Lo studio, pubblicato sulla rivista internazionale Nature Photonics dal titolo "A polymer optoelectronic interface restores light sensitivity in blind rat retinas", è stato condotto dai ricercatori dell'Istituto Italiano di Tecnologia, in particolare del Dipartimento di Neuroscience and Brain Technologies (NBT) a Genova e del Center for Nano Science and Technology (CNST) presso il Politecnico di Milano, in collaborazione con l'Università dell'Aquila, l'Università di Genova e l'UO Oculistica dell'Ospedale S. Cuore - Don Calabria di Negrar (Verona) ed è finanziato dalla Fondazione Telethon.

La retina è composta dai fotorecettori neuronali, cioè neuroni chiamati coni e bastoncelli capaci di captare i segnali luminosi e di trasformarli in segnali elettrici alle cellule gangliari della retina e quindi al cervello attraverso il nervo ottico. Nel loro studio, i ricercatori hanno utilizzato la retina di mammiferi in cui fosse presente una degenerazione dei fotorecettori, in modo da avere un modello sperimentale di alcune patologie degenerative della retina, quali la retinite pigmentosa o la degenerazione maculare.

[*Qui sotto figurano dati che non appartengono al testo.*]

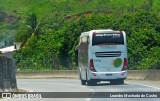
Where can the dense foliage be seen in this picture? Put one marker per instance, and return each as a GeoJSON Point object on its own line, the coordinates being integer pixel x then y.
{"type": "Point", "coordinates": [54, 49]}
{"type": "Point", "coordinates": [50, 30]}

L'obiettivo è stato di sostituire i fotorecettori con un materiale sensibile alla luce, in grado di restituire la fotosensibilità della retina, adagiando la retina su uno strato di semiconduttore organico fotovoltaico. «Rispetto alla miscela a due componenti usata due anni fa, il materiale è leggermente diverso - spiega il professore Guglielmo Lanzani, Coordinatore del CNST dell'Istituto Italiano di Tecnologia -. Abbiamo, infatti, utilizzato un singolo materiale polimerico semiconduttore, più semplice e meno tossico per il tessuto biologico».

Il materiale è un semiconduttore organico fotovoltaico, detto rr-P3HT, che a differenza dei materiali metallici, o a base di silicio, utilizzati finora per tali interfacce biotecnologiche, è soffice, leggero, flessibile e altamente biocompatibile, oltre che essere naturalmente sensibile alla luce visibile. L'effetto fotovoltaico che ne è alla base lo rende, poi, una protesi che non necessita di una sorgente elettrica esterna per funzionare.

«Il risultato che abbiamo raggiunto è fondamentale per procedere verso la realizzazione di una protesi retinica organica per l’uomo - commenta il professore Benfenati (nella foto con il suo gruppo di ricerca), Direttore del Dipartimento di NBT dell'Istituto Italiano di Tecnologia -. Abbiamo dimostrato che il tessuto retinico degenerato nei fotorecettori, una volta a contatto con lo strato di semiconduttore, recupera la sua fotosensibilità a livelli di luminosità paragonabili alla luce diurna e genera segnali elettrici nel nervo ottico del tutto simili a quelli generati da retine normali».

 Il dispositivo presenta, infine, il vantaggio di ottenere un effetto della stimolazione luminosa estremamente localizzato, riproducendo la risoluzione spaziale della retina.

Il passo successivo sarà, quindi, l'applicazione di questo dispositivo a modelli animali di retinite pigmentosa per verificare, dopo l'impianto retinico, la sua efficacia nel recuperare la funzione visiva, la sua biocompatibilità e durata a lungo termine.